This is the final part of a 3-part series. Read Part 1: Christmas Past and Part 2: Christmas Present.
This year has been hard on us all. No one could have predicted the anxiety, disappointment, and uncertainty that seem to permeate 2020. Because of the struggle that this year has been, it would be easy to lean into fear, despair, and hopelessness during the holiday season. Furthermore, it is all too easy for us to fall prey to the hustle and bustle that distracts us from resting each Christmas. However, Christians are called to rest in the peace of Christ and not despair like those who have no hope (1 Thess. 4:13-18). Christmas is the perfect time to re-center ourselves on biblical truth and learn to rest.
The night before Christ was crucified, He reassured his disciples, “In the world you will have tribulation. But take heart; I have overcome the world” (John 16:33). In other words, we should not be surprised or discouraged by the trials we have and will face in this year and the next. None of us could have predicted the events of 2020, and no one can predict what 2021 has in store. However, we can have confidence that God knows what the future holds, is still on the throne, and forever in control (Ps. 45:6, Lam. 5:19).
This season of Advent and Christmas is an opportunity to remind ourselves of God’s promises and rest in the knowledge that He who promised is faithful (Heb. 10:23). Though the seasons may change, our God never changes (Heb. 13:8). Although Christmas is primarily a celebration of the fulfillment of God’s promises in Christ’s first coming, it is also a time to renew our hope in His promised second coming. As the Nicene Creed states: “He [Christ] shall come again in glory to judge the living and the dead; and His kingdom shall have no end.” Difficult years like this one serve as reminders that this world is temporary and not our ultimate home; we are called to look forward and await the second coming of Christ and the restoration of all things (Heb. 13:14). This Christmas, our souls can find rest in the hope of His second coming.

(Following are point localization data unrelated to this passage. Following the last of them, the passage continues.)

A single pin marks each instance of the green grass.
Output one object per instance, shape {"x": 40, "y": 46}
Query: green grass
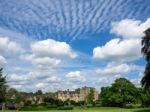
{"x": 102, "y": 109}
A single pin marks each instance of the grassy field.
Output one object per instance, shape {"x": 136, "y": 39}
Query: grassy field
{"x": 102, "y": 109}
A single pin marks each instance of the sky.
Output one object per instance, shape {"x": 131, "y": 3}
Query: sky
{"x": 66, "y": 44}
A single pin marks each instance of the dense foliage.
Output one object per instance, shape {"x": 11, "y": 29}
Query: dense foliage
{"x": 122, "y": 93}
{"x": 146, "y": 51}
{"x": 3, "y": 87}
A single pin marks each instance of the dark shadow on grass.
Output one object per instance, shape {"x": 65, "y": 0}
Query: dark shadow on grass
{"x": 142, "y": 110}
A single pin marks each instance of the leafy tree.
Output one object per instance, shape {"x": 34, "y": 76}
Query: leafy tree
{"x": 39, "y": 92}
{"x": 3, "y": 87}
{"x": 146, "y": 52}
{"x": 90, "y": 97}
{"x": 14, "y": 96}
{"x": 121, "y": 92}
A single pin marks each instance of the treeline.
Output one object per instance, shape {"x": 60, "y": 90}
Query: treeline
{"x": 122, "y": 93}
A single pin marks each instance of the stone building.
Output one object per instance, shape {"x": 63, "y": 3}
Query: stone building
{"x": 77, "y": 95}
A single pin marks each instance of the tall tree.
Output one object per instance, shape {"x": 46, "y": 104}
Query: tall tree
{"x": 90, "y": 96}
{"x": 146, "y": 52}
{"x": 121, "y": 93}
{"x": 3, "y": 87}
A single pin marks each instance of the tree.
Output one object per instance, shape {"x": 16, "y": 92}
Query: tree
{"x": 146, "y": 52}
{"x": 121, "y": 92}
{"x": 90, "y": 97}
{"x": 3, "y": 87}
{"x": 39, "y": 92}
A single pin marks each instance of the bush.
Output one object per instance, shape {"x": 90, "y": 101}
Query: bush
{"x": 51, "y": 106}
{"x": 65, "y": 108}
{"x": 30, "y": 108}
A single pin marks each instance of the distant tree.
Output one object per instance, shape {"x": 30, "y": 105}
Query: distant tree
{"x": 39, "y": 92}
{"x": 3, "y": 87}
{"x": 14, "y": 96}
{"x": 121, "y": 92}
{"x": 146, "y": 52}
{"x": 90, "y": 97}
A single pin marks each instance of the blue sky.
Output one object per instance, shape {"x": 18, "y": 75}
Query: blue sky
{"x": 60, "y": 44}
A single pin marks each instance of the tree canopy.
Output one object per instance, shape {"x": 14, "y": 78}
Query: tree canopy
{"x": 3, "y": 86}
{"x": 146, "y": 52}
{"x": 121, "y": 92}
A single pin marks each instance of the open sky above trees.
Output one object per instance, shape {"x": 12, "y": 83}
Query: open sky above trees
{"x": 59, "y": 44}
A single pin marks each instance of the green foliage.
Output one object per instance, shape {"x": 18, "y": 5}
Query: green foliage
{"x": 14, "y": 96}
{"x": 3, "y": 87}
{"x": 39, "y": 92}
{"x": 65, "y": 108}
{"x": 90, "y": 97}
{"x": 146, "y": 52}
{"x": 121, "y": 93}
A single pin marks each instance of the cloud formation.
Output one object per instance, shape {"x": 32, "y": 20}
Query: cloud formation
{"x": 67, "y": 18}
{"x": 129, "y": 47}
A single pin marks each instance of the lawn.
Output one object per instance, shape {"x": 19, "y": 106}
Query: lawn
{"x": 102, "y": 109}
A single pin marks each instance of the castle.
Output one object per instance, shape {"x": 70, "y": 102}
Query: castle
{"x": 79, "y": 94}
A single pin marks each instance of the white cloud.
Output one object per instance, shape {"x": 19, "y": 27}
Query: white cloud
{"x": 114, "y": 69}
{"x": 75, "y": 76}
{"x": 8, "y": 47}
{"x": 41, "y": 85}
{"x": 129, "y": 47}
{"x": 117, "y": 50}
{"x": 130, "y": 28}
{"x": 42, "y": 62}
{"x": 52, "y": 48}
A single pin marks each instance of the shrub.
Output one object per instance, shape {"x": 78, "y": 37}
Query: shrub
{"x": 65, "y": 108}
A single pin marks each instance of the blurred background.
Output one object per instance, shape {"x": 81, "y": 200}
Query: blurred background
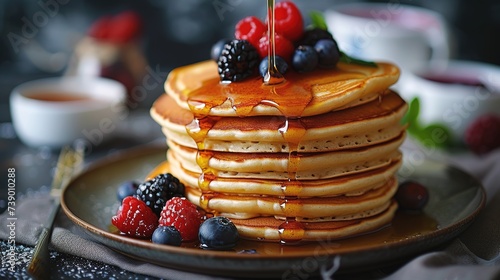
{"x": 38, "y": 38}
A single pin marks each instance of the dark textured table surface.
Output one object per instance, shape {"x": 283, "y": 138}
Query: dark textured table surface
{"x": 34, "y": 169}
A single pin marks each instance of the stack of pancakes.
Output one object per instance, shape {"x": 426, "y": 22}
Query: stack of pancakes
{"x": 313, "y": 157}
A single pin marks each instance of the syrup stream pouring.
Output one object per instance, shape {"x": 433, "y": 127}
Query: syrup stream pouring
{"x": 273, "y": 76}
{"x": 69, "y": 163}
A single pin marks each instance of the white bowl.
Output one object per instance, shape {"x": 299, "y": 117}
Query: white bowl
{"x": 454, "y": 105}
{"x": 39, "y": 120}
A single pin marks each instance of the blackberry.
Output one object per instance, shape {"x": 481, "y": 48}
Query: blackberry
{"x": 158, "y": 190}
{"x": 312, "y": 36}
{"x": 238, "y": 60}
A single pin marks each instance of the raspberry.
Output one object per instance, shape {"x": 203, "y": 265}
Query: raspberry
{"x": 158, "y": 190}
{"x": 250, "y": 29}
{"x": 283, "y": 47}
{"x": 135, "y": 219}
{"x": 483, "y": 134}
{"x": 288, "y": 20}
{"x": 183, "y": 215}
{"x": 237, "y": 61}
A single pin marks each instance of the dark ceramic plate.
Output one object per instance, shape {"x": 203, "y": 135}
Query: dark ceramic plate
{"x": 455, "y": 200}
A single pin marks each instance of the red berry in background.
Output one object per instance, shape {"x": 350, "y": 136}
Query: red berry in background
{"x": 412, "y": 195}
{"x": 126, "y": 26}
{"x": 251, "y": 29}
{"x": 183, "y": 215}
{"x": 135, "y": 218}
{"x": 288, "y": 20}
{"x": 100, "y": 28}
{"x": 483, "y": 134}
{"x": 283, "y": 47}
{"x": 121, "y": 28}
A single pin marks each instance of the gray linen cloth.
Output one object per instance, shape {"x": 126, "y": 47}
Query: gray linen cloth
{"x": 475, "y": 254}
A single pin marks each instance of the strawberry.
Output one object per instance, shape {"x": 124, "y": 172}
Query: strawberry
{"x": 183, "y": 215}
{"x": 483, "y": 134}
{"x": 288, "y": 20}
{"x": 135, "y": 218}
{"x": 251, "y": 29}
{"x": 121, "y": 28}
{"x": 283, "y": 47}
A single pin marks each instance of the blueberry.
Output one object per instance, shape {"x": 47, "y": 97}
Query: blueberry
{"x": 218, "y": 233}
{"x": 127, "y": 188}
{"x": 304, "y": 59}
{"x": 167, "y": 235}
{"x": 217, "y": 48}
{"x": 328, "y": 52}
{"x": 280, "y": 64}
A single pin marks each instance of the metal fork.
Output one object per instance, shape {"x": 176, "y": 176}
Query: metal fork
{"x": 69, "y": 162}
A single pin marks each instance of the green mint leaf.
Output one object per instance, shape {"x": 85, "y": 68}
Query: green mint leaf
{"x": 351, "y": 60}
{"x": 436, "y": 135}
{"x": 318, "y": 20}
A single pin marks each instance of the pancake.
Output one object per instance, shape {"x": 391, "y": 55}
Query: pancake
{"x": 309, "y": 166}
{"x": 197, "y": 88}
{"x": 355, "y": 184}
{"x": 371, "y": 123}
{"x": 271, "y": 229}
{"x": 331, "y": 208}
{"x": 313, "y": 157}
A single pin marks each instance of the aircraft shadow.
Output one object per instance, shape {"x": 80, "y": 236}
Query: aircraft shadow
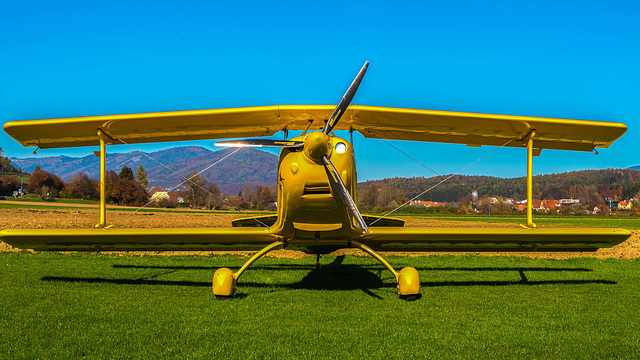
{"x": 337, "y": 276}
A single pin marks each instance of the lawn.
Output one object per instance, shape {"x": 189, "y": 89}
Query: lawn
{"x": 109, "y": 306}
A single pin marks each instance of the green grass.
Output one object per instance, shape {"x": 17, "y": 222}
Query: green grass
{"x": 101, "y": 306}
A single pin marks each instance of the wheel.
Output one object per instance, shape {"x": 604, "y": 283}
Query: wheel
{"x": 408, "y": 282}
{"x": 224, "y": 283}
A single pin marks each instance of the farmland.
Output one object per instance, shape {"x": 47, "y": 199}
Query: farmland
{"x": 145, "y": 305}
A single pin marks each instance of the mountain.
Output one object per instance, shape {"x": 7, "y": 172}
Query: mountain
{"x": 246, "y": 166}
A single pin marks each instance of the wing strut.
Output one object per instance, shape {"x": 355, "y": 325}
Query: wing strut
{"x": 530, "y": 223}
{"x": 103, "y": 180}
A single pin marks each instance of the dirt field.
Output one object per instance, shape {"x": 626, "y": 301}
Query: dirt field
{"x": 33, "y": 218}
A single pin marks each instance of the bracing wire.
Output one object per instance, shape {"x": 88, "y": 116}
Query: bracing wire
{"x": 442, "y": 181}
{"x": 186, "y": 179}
{"x": 435, "y": 172}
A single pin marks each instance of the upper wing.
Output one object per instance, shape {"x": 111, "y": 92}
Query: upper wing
{"x": 375, "y": 122}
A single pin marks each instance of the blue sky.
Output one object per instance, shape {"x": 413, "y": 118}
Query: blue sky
{"x": 562, "y": 59}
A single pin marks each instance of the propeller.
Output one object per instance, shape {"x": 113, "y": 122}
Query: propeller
{"x": 317, "y": 146}
{"x": 338, "y": 186}
{"x": 346, "y": 100}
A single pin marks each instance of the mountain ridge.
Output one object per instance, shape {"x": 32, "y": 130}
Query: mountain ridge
{"x": 246, "y": 166}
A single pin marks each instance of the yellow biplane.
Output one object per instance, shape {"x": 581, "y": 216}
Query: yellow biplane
{"x": 317, "y": 181}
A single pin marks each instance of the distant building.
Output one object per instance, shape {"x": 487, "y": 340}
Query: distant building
{"x": 158, "y": 193}
{"x": 176, "y": 196}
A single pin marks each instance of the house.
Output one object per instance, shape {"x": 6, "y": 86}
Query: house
{"x": 158, "y": 193}
{"x": 176, "y": 196}
{"x": 625, "y": 205}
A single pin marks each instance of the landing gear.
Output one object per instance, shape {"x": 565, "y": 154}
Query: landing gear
{"x": 409, "y": 284}
{"x": 225, "y": 280}
{"x": 408, "y": 278}
{"x": 224, "y": 283}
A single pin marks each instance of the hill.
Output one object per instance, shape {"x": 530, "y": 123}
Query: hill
{"x": 246, "y": 166}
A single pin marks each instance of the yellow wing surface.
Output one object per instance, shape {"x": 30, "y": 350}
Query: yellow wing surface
{"x": 374, "y": 122}
{"x": 379, "y": 239}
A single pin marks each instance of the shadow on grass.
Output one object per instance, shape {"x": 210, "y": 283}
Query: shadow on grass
{"x": 336, "y": 276}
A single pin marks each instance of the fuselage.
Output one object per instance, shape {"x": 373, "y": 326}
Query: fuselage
{"x": 308, "y": 207}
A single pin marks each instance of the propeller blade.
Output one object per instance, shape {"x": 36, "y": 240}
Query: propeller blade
{"x": 260, "y": 143}
{"x": 346, "y": 100}
{"x": 338, "y": 186}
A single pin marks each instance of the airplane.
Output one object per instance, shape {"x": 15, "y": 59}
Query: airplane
{"x": 316, "y": 184}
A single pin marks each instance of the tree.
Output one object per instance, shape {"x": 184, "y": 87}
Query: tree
{"x": 9, "y": 184}
{"x": 123, "y": 191}
{"x": 83, "y": 187}
{"x": 246, "y": 192}
{"x": 141, "y": 176}
{"x": 5, "y": 163}
{"x": 214, "y": 197}
{"x": 196, "y": 194}
{"x": 370, "y": 196}
{"x": 126, "y": 173}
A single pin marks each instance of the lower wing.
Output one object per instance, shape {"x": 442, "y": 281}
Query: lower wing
{"x": 493, "y": 239}
{"x": 177, "y": 239}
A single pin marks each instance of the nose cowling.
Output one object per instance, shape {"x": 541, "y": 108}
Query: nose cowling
{"x": 316, "y": 145}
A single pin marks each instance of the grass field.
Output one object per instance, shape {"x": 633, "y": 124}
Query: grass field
{"x": 109, "y": 306}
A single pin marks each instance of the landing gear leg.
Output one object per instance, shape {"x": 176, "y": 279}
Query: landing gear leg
{"x": 408, "y": 279}
{"x": 225, "y": 280}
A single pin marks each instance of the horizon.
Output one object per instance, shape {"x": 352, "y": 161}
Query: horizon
{"x": 360, "y": 181}
{"x": 543, "y": 59}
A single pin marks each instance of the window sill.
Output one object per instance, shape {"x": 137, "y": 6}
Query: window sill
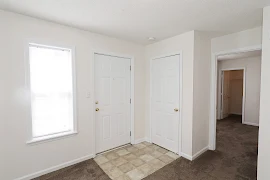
{"x": 51, "y": 137}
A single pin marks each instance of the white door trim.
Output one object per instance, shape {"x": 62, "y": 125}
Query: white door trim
{"x": 132, "y": 82}
{"x": 213, "y": 90}
{"x": 220, "y": 101}
{"x": 180, "y": 96}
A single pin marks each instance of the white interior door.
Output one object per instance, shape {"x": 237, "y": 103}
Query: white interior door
{"x": 165, "y": 104}
{"x": 112, "y": 101}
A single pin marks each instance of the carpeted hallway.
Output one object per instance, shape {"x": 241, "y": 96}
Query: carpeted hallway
{"x": 234, "y": 159}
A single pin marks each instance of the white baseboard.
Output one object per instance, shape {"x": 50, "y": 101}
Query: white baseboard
{"x": 55, "y": 168}
{"x": 252, "y": 124}
{"x": 191, "y": 158}
{"x": 200, "y": 152}
{"x": 137, "y": 141}
{"x": 188, "y": 157}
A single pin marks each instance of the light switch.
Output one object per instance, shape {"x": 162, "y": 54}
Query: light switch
{"x": 88, "y": 95}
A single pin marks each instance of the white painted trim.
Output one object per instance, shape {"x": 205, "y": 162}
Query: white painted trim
{"x": 213, "y": 90}
{"x": 132, "y": 93}
{"x": 186, "y": 156}
{"x": 251, "y": 124}
{"x": 55, "y": 168}
{"x": 180, "y": 96}
{"x": 49, "y": 44}
{"x": 138, "y": 141}
{"x": 220, "y": 101}
{"x": 196, "y": 155}
{"x": 203, "y": 150}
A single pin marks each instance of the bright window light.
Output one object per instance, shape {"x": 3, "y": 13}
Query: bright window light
{"x": 51, "y": 88}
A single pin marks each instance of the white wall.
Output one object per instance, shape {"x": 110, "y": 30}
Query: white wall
{"x": 23, "y": 159}
{"x": 253, "y": 76}
{"x": 247, "y": 38}
{"x": 201, "y": 92}
{"x": 264, "y": 133}
{"x": 184, "y": 43}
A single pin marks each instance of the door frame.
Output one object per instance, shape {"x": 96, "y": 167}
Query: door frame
{"x": 132, "y": 89}
{"x": 180, "y": 96}
{"x": 213, "y": 89}
{"x": 220, "y": 100}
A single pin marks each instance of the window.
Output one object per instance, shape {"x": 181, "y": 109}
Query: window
{"x": 51, "y": 86}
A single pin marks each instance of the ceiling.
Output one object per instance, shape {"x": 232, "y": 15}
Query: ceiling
{"x": 240, "y": 55}
{"x": 136, "y": 20}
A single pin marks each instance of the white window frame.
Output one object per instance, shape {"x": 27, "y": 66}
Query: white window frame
{"x": 74, "y": 131}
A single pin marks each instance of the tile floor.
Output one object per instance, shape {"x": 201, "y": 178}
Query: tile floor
{"x": 134, "y": 162}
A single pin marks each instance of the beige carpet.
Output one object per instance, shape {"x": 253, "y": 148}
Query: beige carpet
{"x": 234, "y": 159}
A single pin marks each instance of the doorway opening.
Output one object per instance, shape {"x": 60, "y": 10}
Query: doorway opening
{"x": 238, "y": 96}
{"x": 231, "y": 92}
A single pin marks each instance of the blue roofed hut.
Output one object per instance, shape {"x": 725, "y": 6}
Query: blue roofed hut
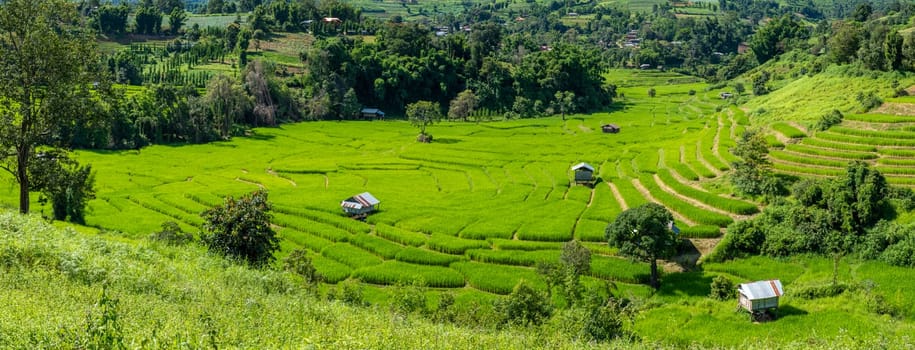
{"x": 360, "y": 205}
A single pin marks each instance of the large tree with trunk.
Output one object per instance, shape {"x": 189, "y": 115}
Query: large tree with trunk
{"x": 644, "y": 233}
{"x": 44, "y": 79}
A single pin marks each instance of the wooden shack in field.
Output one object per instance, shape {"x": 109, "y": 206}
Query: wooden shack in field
{"x": 610, "y": 128}
{"x": 584, "y": 173}
{"x": 759, "y": 297}
{"x": 371, "y": 113}
{"x": 360, "y": 205}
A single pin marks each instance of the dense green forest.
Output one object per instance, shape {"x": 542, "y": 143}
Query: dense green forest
{"x": 179, "y": 166}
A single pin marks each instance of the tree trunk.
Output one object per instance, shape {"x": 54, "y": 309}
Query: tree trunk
{"x": 654, "y": 274}
{"x": 22, "y": 174}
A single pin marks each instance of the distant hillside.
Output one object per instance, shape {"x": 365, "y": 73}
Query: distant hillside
{"x": 806, "y": 98}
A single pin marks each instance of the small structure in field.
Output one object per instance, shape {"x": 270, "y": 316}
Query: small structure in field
{"x": 360, "y": 205}
{"x": 760, "y": 298}
{"x": 610, "y": 128}
{"x": 584, "y": 173}
{"x": 371, "y": 113}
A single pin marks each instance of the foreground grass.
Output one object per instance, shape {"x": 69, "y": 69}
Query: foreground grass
{"x": 51, "y": 280}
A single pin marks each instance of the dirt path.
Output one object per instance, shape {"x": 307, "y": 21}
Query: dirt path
{"x": 799, "y": 127}
{"x": 645, "y": 193}
{"x": 250, "y": 182}
{"x": 687, "y": 261}
{"x": 291, "y": 182}
{"x": 657, "y": 179}
{"x": 618, "y": 196}
{"x": 704, "y": 162}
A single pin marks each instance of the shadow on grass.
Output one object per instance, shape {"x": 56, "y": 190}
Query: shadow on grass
{"x": 790, "y": 310}
{"x": 685, "y": 283}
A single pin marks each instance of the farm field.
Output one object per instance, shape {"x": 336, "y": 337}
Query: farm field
{"x": 884, "y": 141}
{"x": 447, "y": 207}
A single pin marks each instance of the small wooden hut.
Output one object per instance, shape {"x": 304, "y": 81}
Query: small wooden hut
{"x": 759, "y": 298}
{"x": 360, "y": 205}
{"x": 610, "y": 128}
{"x": 584, "y": 173}
{"x": 371, "y": 113}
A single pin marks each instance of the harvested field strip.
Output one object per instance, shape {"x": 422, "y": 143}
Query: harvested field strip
{"x": 816, "y": 151}
{"x": 817, "y": 142}
{"x": 396, "y": 272}
{"x": 686, "y": 209}
{"x": 788, "y": 130}
{"x": 350, "y": 255}
{"x": 517, "y": 258}
{"x": 879, "y": 118}
{"x": 427, "y": 257}
{"x": 727, "y": 204}
{"x": 499, "y": 279}
{"x": 379, "y": 246}
{"x": 802, "y": 159}
{"x": 453, "y": 245}
{"x": 801, "y": 169}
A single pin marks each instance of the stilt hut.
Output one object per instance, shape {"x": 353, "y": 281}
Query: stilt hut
{"x": 584, "y": 173}
{"x": 360, "y": 205}
{"x": 760, "y": 298}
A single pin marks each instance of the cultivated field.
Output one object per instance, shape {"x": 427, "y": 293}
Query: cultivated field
{"x": 483, "y": 199}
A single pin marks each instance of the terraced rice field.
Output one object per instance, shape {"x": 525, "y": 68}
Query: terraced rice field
{"x": 476, "y": 209}
{"x": 882, "y": 140}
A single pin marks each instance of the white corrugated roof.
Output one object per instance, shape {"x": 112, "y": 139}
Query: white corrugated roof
{"x": 366, "y": 198}
{"x": 762, "y": 289}
{"x": 583, "y": 165}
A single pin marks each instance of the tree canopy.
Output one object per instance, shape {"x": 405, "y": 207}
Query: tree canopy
{"x": 644, "y": 233}
{"x": 44, "y": 77}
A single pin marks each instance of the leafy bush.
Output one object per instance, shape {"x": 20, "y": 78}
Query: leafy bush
{"x": 240, "y": 228}
{"x": 524, "y": 306}
{"x": 826, "y": 121}
{"x": 722, "y": 288}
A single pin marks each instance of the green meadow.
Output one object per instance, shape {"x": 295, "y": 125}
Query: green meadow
{"x": 469, "y": 214}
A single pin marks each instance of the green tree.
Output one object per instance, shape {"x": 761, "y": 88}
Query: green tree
{"x": 226, "y": 101}
{"x": 240, "y": 228}
{"x": 350, "y": 106}
{"x": 751, "y": 174}
{"x": 422, "y": 114}
{"x": 176, "y": 19}
{"x": 64, "y": 183}
{"x": 565, "y": 101}
{"x": 462, "y": 106}
{"x": 644, "y": 233}
{"x": 524, "y": 306}
{"x": 44, "y": 78}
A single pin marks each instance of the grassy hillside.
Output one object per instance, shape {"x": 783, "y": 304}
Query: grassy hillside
{"x": 446, "y": 206}
{"x": 805, "y": 98}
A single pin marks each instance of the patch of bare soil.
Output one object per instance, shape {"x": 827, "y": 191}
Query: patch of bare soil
{"x": 691, "y": 251}
{"x": 895, "y": 108}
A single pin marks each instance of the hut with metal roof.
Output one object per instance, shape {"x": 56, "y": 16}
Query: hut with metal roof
{"x": 584, "y": 173}
{"x": 761, "y": 296}
{"x": 371, "y": 113}
{"x": 610, "y": 128}
{"x": 360, "y": 204}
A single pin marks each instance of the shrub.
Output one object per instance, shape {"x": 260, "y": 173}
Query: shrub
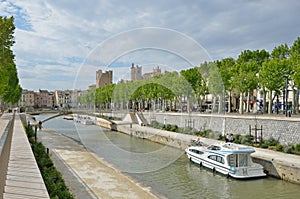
{"x": 288, "y": 149}
{"x": 279, "y": 147}
{"x": 297, "y": 147}
{"x": 237, "y": 139}
{"x": 53, "y": 180}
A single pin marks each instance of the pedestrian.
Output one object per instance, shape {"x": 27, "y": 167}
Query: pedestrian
{"x": 231, "y": 138}
{"x": 227, "y": 138}
{"x": 40, "y": 125}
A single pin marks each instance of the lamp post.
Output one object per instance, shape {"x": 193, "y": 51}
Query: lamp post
{"x": 286, "y": 95}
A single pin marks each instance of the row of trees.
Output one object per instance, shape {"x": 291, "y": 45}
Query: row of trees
{"x": 252, "y": 72}
{"x": 10, "y": 89}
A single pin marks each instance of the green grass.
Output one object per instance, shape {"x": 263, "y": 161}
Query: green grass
{"x": 53, "y": 180}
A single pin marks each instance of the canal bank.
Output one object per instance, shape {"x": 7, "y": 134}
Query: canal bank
{"x": 280, "y": 165}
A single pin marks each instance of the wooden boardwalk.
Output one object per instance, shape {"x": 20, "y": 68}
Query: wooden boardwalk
{"x": 23, "y": 179}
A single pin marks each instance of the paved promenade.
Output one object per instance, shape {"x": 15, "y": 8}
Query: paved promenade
{"x": 86, "y": 174}
{"x": 23, "y": 178}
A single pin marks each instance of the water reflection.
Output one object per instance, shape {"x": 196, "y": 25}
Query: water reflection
{"x": 181, "y": 178}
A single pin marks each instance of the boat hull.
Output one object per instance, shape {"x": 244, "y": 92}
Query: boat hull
{"x": 206, "y": 158}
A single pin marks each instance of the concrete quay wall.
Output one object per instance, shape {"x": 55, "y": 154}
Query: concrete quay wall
{"x": 285, "y": 130}
{"x": 276, "y": 164}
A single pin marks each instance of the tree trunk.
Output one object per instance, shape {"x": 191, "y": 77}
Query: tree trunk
{"x": 241, "y": 110}
{"x": 229, "y": 102}
{"x": 296, "y": 93}
{"x": 264, "y": 101}
{"x": 270, "y": 102}
{"x": 248, "y": 102}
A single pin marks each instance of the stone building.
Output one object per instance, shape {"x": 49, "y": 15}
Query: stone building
{"x": 103, "y": 79}
{"x": 27, "y": 99}
{"x": 44, "y": 99}
{"x": 156, "y": 71}
{"x": 136, "y": 72}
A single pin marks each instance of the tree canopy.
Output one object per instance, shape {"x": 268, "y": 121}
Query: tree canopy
{"x": 10, "y": 89}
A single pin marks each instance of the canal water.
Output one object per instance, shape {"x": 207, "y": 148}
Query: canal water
{"x": 166, "y": 170}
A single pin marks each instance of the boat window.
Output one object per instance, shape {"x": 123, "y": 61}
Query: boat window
{"x": 220, "y": 159}
{"x": 244, "y": 160}
{"x": 213, "y": 157}
{"x": 196, "y": 151}
{"x": 232, "y": 160}
{"x": 217, "y": 158}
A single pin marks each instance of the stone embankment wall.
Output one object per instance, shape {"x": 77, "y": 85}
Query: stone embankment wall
{"x": 285, "y": 130}
{"x": 280, "y": 169}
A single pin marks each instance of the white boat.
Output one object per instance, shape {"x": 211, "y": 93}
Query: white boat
{"x": 83, "y": 119}
{"x": 229, "y": 159}
{"x": 87, "y": 120}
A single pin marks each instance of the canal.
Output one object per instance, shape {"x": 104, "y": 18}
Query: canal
{"x": 166, "y": 170}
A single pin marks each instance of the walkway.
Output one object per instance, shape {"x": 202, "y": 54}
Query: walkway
{"x": 23, "y": 178}
{"x": 88, "y": 175}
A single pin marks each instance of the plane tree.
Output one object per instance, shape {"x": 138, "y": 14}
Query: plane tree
{"x": 272, "y": 77}
{"x": 225, "y": 68}
{"x": 295, "y": 65}
{"x": 10, "y": 89}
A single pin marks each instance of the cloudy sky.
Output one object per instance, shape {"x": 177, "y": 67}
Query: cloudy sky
{"x": 60, "y": 44}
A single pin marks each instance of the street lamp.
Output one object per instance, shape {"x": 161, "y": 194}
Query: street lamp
{"x": 286, "y": 95}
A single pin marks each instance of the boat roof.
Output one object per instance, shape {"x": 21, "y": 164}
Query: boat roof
{"x": 229, "y": 148}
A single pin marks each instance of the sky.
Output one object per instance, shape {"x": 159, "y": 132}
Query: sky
{"x": 60, "y": 44}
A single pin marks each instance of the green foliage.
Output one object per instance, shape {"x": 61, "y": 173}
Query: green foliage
{"x": 10, "y": 89}
{"x": 297, "y": 147}
{"x": 53, "y": 180}
{"x": 288, "y": 149}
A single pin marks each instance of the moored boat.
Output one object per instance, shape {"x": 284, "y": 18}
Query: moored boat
{"x": 229, "y": 159}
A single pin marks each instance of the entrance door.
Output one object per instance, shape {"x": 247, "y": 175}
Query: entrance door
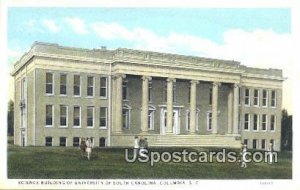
{"x": 175, "y": 121}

Rest is something with which many of us struggle. We want to rest but cannot seem to find the time to feel rested. As my dad reminds me, we often think that rest’s opposite is work, but the opposite of rest is actually restlessness. The Christmas season can often feel like a restless and busy time rather than a restful and peaceful time. We can counteract the restless feeling by pausing to reflect on Christ’s first coming, His presence with us, and the hope of His second coming when all will be restored and made new. As Augustine famously said, “You have made us for yourself, O Lord, and our hearts are restless until they find their rest in you.”
Each Christmas season is an opportunity to intentionally practice resting. We wait and pray for Christ’s second coming, His kingdom on earth as it is in heaven, and we do so with hope and patience. We must endure hardship and opposition for the hope set before us (Heb. 12). The Jews waited for hundreds of years for the messiah to appear and save them from their oppression. But the way Christ chose to come surprised many of them. He came not as a political conqueror but as a humble child, on a donkey, and a suffering servant to save His people from their sins (Is. 52:13-53:12). In His second coming, Christ will come as the righteous judge, on a white horse, and as the King of kings (Rev. 19:11-16).
When we gather together this Christmas and sing carols about peace, joy, and rest, may we begin to implement these themes into a way of life and not just a season of life. The words of “Silent Night,” “Joy to the World,” and “God Rest Ye Merry Gentlemen” all teach us these themes. Consider the words of one of these carols: “God rest ye merry, gentlemen, let nothing you dismay. Remember Christ our Savior was born on Christmas Day. To save us all from Satan’s pow’r when we were gone astray. Oh, tidings of comfort and joy, comfort and joy. Oh, tidings of comfort and joy!” As you celebrate Christmas with those you love, remember to rest in the hope of these words.
When you feel restless, remember the admonition of the writer of Hebrews, “So then, there remains a Sabbath rest of the people of God, for whoever has entered God’s rest has also rested from his works as God did from His. Let us therefore strive to enter that rest, so that no one may fall by the same sort of disobedience” (Heb. 4:9-11). Remember that true rest is found in Christ and our eternal home with Him in the new heavens and earth at His second coming.
While we are here on earth waiting for Christ to return, may we celebrate Christmas with hope and peace. Psalm 4:8 says, “In peace I will lie down and sleep, for you alone, LORD, make me dwell in safety.” Do not be afraid, for God has promised good news of great joy (Lk. 2:10-11); not only has the Savior of the world come, but as Christians have confessed in the words of the Nicene Creed ever since A.D. 325: “We look forward to the resurrection of the dead, and to life in the world to come. Amen.”